To plug a $2.3 billion deficit caused by overspending, Gov. Rendell has proposed closing the Scotland School for Veterans’ Children. Although the $13 million in state funds the school received this year will not come close to resolving the current budget shortfall, its closing is merited for economic and educational reasons.
The Scotland School is the last public school of its kind in the country with a mission to serve military veterans’ descendants. Today, only 35 of the school’s nearly 300 students have active-duty parents. The Scotland School has largely become a haven for students seeking to escape the troubled Philadelphia School District. Seventy percent of the school’s students reside in the City of Brotherly Love, where the dropout rate is 37%.
It is understandable why the parents of these children oppose Gov. Rendell’s proposal. They care too much about their children to put them back into a system that will likely fail them. However, this says more about the failure of Philadelphia’s public schools than about the merits of maintaining an expensive boarding school for a few hundred children.
Scotland School parents are fortunate to be able to exercise an educational choice for their children, which most parents in Pennsylvania are denied—but at $45,000 per student, per year, it is financially unsustainable. However, the answer is not to force these children back into poor-performing schools, but to give their parents and parents across Pennsylvania what they deserve—more educational options for their children.
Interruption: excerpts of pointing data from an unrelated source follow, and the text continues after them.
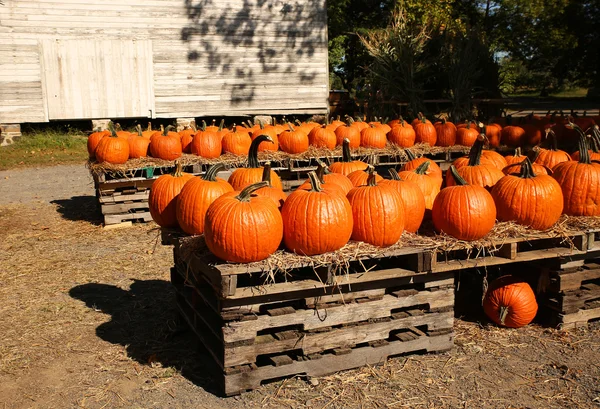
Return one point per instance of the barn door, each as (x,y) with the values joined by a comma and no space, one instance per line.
(87,79)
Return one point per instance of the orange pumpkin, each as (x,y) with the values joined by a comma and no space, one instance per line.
(378,213)
(316,221)
(163,197)
(196,196)
(256,238)
(510,302)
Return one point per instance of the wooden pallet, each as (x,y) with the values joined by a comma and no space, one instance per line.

Today, because of Pennsylvania’s charter school law and Educational Improvement Tax Credit (EITC) program, children have more educational options than they did 10 years ago—but there are still not enough. Most charter schools in Philadelphia can’t meet the increased demand from parents because of various political barriers. State laws and opposition from labor unions have also hindered development of additional educational alternatives for children.
However, if Gov. Rendell is genuinely interested in giving Scotland School children better educational opportunities at a lower cost to taxpayers, here are a few ideas he should pursue:
1. Establish a residential charter school to serve Scotland students. A Scotland-type boarding charter school could continue serving the majority of Scotland’s current students at a fraction of the cost to taxpayers, while also providing even more parents with educational choices for their children. Models of such lower-cost schools exist across the country. Changing the Pennsylvania charter school law to permit such options would be one solution.
2. Establish charter schools for children of military families. These schools are usually formed on or near military bases, but public schools with large military student populations also make ideal candidates. This complements the Philadelphia School District’s new “Imagine 2014” plan, which would transform the lowest performing schools in the district into charter schools. Some military charter schools accept all students on an equal basis, while others give priority to the dependants of active-duty personnel.
3. Expand Pennsylvania’s EITC scholarship program. Scholarships would transfer a portion of the budgetary burden from the state to the private sector. The EITC allows businesses to take a tax credit for their contributions to scholarships for students. The credit is currently capped at $45 million for K-12 scholarship, and $8 million for pre-K scholarships. At a minimum, Pennsylvania’s EITC could be expanded to allocate funds specifically for the dependants of Pennsylvania’s active-duty citizens.
4. Create a state-funded scholarship program. Instead of directly funding institutions or school districts, Pennsylvania should fund students, allowing parents to choose the best school for their children. Scholarship programs typically cost a fraction of the per-pupil cost of traditional public schools, and would produce significant savings over the current costs of the Scotland School.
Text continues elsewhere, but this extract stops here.